Black leaders are challenging the entertainment industry, including rappers, to stop use of the racial slur that Michael Richards uttered in his recent tirade at a comedy club.

The Rev. Jesse Jackson and others said they will meet with TV networks, film companies and musicians to discuss the "n-word."

"We want to give our ancestors a present," Jackson said at a news conference Monday. "Dignity over degradation."

Jackson also asked the public not to buy a DVD box set of the seventh season of the TV show Seinfeld that is newly released.

Richards, who played the wacky neighbor Kramer on Seinfeld, triggered outrage with a Nov. 17 racial rant against two black men when he was heckled during a standup comedy routine at the Laugh Factory nightclub in West Hollywood.
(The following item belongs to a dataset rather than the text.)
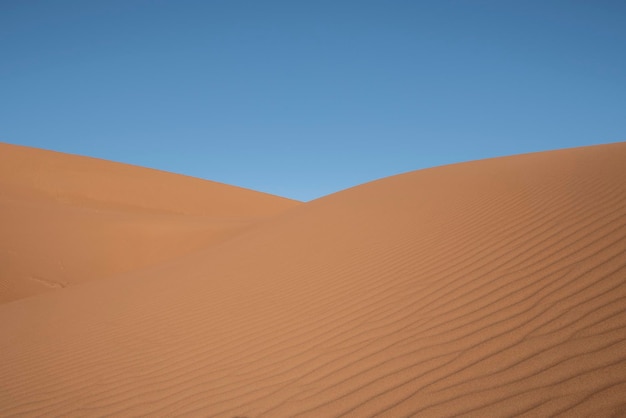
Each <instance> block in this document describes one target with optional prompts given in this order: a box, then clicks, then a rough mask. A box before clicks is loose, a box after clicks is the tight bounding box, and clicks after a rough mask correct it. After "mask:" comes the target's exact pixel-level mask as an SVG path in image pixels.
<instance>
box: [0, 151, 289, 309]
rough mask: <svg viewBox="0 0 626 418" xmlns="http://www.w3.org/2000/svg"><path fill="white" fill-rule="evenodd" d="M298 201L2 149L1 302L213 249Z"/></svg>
mask: <svg viewBox="0 0 626 418" xmlns="http://www.w3.org/2000/svg"><path fill="white" fill-rule="evenodd" d="M296 204H297V202H294V201H291V200H288V199H284V198H281V197H277V196H271V195H267V194H264V193H258V192H255V191H252V190H245V189H241V188H237V187H232V186H227V185H224V184H219V183H214V182H209V181H203V180H200V179H195V178H191V177H185V176H180V175H176V174H171V173H166V172H161V171H156V170H150V169H146V168H141V167H134V166H129V165H126V164H119V163H113V162H108V161H103V160H98V159H94V158H87V157H79V156H74V155H68V154H63V153H58V152H52V151H44V150H39V149H35V148H29V147H21V146H15V145H9V144H0V231H1V235H2V238H1V239H0V303H1V302H7V301H10V300H15V299H20V298H22V297H26V296H31V295H34V294H38V293H43V292H47V291H51V290H57V289H60V288H63V287H67V286H71V285H74V284H77V283H82V282H85V281H90V280H96V279H100V278H103V277H108V276H110V275H114V274H118V273H121V272H127V271H132V270H135V269H139V268H143V267H146V266H149V265H153V264H156V263H159V262H162V261H165V260H169V259H172V258H176V257H177V256H180V255H182V254H185V253H188V252H191V251H194V250H195V249H198V248H205V247H207V246H209V245H211V244H213V243H216V242H220V241H222V240H224V239H226V238H228V237H230V236H232V235H234V234H237V233H239V232H240V231H242V230H245V229H246V228H247V227H249V226H251V225H254V224H256V223H257V222H259V221H261V220H263V219H265V218H267V217H271V216H274V215H276V214H278V213H280V212H282V211H284V210H286V209H288V208H290V207H293V206H295V205H296Z"/></svg>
Richards has made several apologies, including one Sunday on Jackson's syndicated radio program, in which he has said he is not a racist and was motivated by anger.

At the news conference, comedian Paul Mooney said he has used the "n-word" numerous times during standup performances but will no longer do so after watching Richards' rant.

"He's my Dr. Phil," the black comedian said. "He's cured me." Mooney was a writer for Richard Pryor for many years and a regular on Chappelle's Show on Comedy Central. Comedian Dave Chappelle has been a frequent user of the epithet.

Asked about free-speech issues, Jackson said the word is "unprotected."

U.S. Rep. Maxine Waters, D-Calif., said only situations such as the Richards incident turn mainstream media attention to issues involving the black community.

"This is not simply about whether or not the black community forgives or forgets," Waters said. "This is about understanding that this is pervasive, that this happens in all of our institutions, one way or the other."